La patronne et son adjoint nous reçoivent avec amabilité et insistent pour que nous prenions place à la table plutôt que de nous installer sur des nattes. En guise de nappe, ils étendent de pages du journal local devant nous et apportent ensuite verres et assiettes. Le menu est assez simple: du rôti de chien froid, des brochettes de chien et des nouilles de riz dans un bouillon de chien. Bien sûr, il y a aussi des abats, mais nous avons préféré nous abstenir. Comme c'est un festin pour carnivore, il n'y a pas de verdure au menu.

«Les Vietnamiens viennent dans ces restaurants en groupe lorsqu'ils veulent s'amuser. C'est une façon de fêter en parlant fort, en chantant et en prenant un petit coup... comme dans nos cabanes à sucre», explique Francis, mon compagnon de dégustation, qui vit dans ce pays depuis quatre ans. Le premier plat arrive rapidement, c'est une assiette remplie d'un amoncellement de tranches de rôti de chien froid. La texture et le goût se situent à mi-chemin entre le porc et le boeuf. Avec un peu de sel et une lampée de bière, c'est assez savoureux. Le deuxième plat est moins heureux, ce sont des brochettes trop cuites, voire partiellement calcinées, la viande est sèche et insipide. Enfin, le plat de résistance est une soupe vietnamienne composée de bouillon de chien et de nouilles de riz. Nous y goûtons mais sans plus, le bouillon dégage une odeur très forte et le goût nous dissuade rapidement de poursuivre l'expérience. Non, merci! Suivront quelques bouchées de pastèques en guise de dessert.

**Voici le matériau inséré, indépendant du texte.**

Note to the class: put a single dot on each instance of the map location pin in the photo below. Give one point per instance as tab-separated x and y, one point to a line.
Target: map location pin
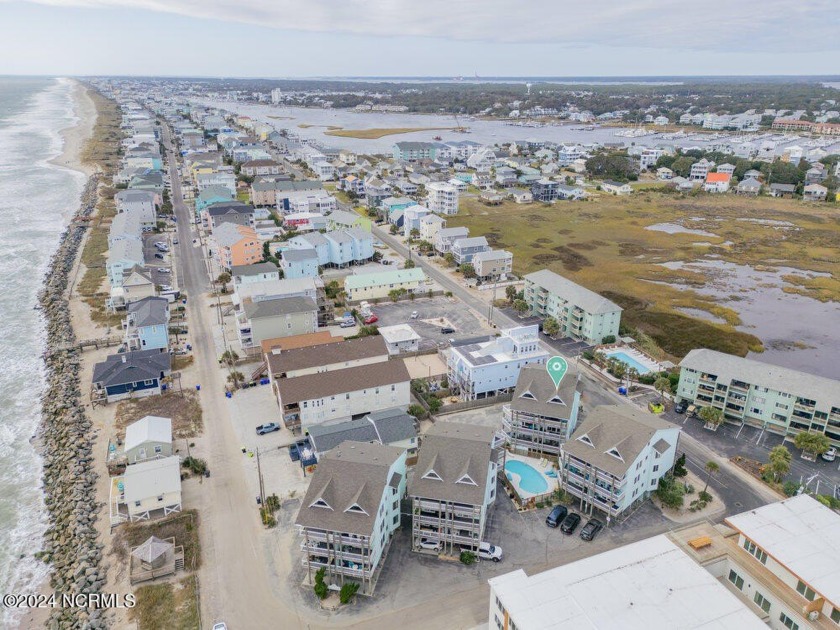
556	368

Le Anh Tu Béo n'est peut-être pas le meilleur, nous dira plus tard un vieux Vietnamien, mais il est représentatif de la longue file de restaurants spécialisés qui bordent la route de l'aéroport. Ce sont des établissements très simples mais aux prix tout aussi modestes, soit trois ou quatre dollars par personne. En quittant les lieux, je me suis contenté de jeter un coup d'oeil par la porte de la cuisine pour constater que celle-ci était aussi rudimentaire que les restos sur le trottoir, mais j'ai renoncé à visiter le local où sont enfermés les chiens. On ne sait jamais, je pourrais m'attacher à ce joli petit pékinois dont la photo illustre le menu.

Par Gilles Paquin - La Presse - 11 Janvier 2005.